I joined a large, multi-national company only a couple of weeks ago as an engineer, and the first few days I saw most of my coworkers in the sales department constantly on excel / gmail 8 hours a day (even working overtime quite often) which surprised me. Out of curiosity I asked them to show me their tasks, and I was amazed at how much manual work was being done. For example, copying an Excel cell to their work email account to find a specific email, adding a few details and then forwarding it to specific people. This was one of the easier tasks, but nevertheless I figured all of them could be automated using python scripts.
After I wrote one script which worked just fine on my home computer, I told my coworker he would have to install Python on the work laptop / computer, but because our company policy required permission before installing software, I would have to ask the IT manager. He refused to allow it, citing reasons such as "if you leave the company, who'd maintain the code in case a bug arises", etc. There are probably also reasons such as him not trusting me as he and his team won't really understand the code and could think I might divuldge company data. He did not say this but it seems probable and understandable from my view.

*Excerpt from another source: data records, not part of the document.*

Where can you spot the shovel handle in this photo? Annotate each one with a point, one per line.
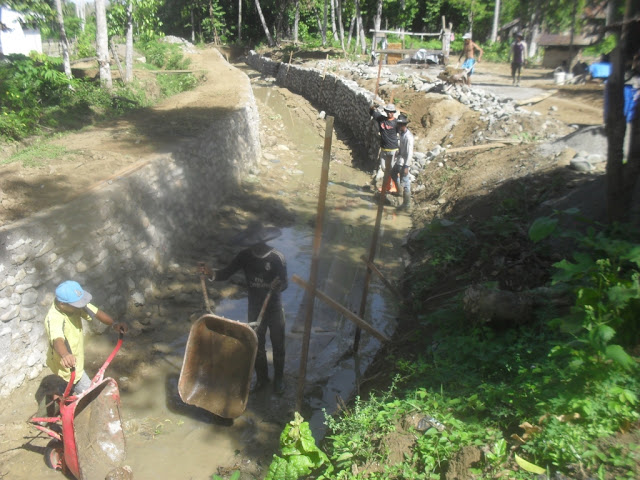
(205, 294)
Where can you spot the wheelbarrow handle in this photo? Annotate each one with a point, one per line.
(100, 375)
(72, 379)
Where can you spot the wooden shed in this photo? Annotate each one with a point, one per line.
(17, 36)
(557, 50)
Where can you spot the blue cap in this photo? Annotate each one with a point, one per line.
(72, 293)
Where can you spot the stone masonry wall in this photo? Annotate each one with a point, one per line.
(119, 239)
(341, 98)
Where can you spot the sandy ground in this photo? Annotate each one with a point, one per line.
(95, 154)
(165, 437)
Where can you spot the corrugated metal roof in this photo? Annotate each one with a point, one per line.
(563, 40)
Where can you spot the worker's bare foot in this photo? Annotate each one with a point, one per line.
(259, 385)
(278, 386)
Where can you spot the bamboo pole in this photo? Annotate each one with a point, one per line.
(315, 259)
(326, 62)
(377, 271)
(378, 79)
(341, 309)
(372, 250)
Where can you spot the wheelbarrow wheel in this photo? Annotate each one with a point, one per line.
(53, 455)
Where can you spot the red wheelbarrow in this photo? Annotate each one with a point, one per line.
(88, 441)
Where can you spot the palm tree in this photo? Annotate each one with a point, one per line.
(102, 45)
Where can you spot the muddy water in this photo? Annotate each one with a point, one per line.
(168, 439)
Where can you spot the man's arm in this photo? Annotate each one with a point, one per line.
(477, 47)
(107, 320)
(67, 359)
(409, 158)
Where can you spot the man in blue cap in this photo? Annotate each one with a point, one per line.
(63, 325)
(265, 270)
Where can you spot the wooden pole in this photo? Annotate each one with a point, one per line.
(378, 80)
(387, 283)
(315, 259)
(372, 250)
(326, 62)
(341, 309)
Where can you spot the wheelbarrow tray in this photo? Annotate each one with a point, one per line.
(218, 365)
(92, 431)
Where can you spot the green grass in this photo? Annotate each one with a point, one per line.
(36, 155)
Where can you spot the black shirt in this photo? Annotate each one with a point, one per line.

Later my own manager inquired about this (who is not tech-savy) and I explained him how it would increase efficiency and minimize the chances of silly errors, which happen quite often. He seemed convinced, but he asked me if there was a licensed, business version of Python. I told him it was free and he stated that that was not possible, to which I said "I'll check and get back to you in a day or two".
How do I convince them that this would collectively save hundreds of hours per week and minimize the chances of missing sales orders? That my code will not expose company data? And that simply installing Python on a few computers won't really harm the company?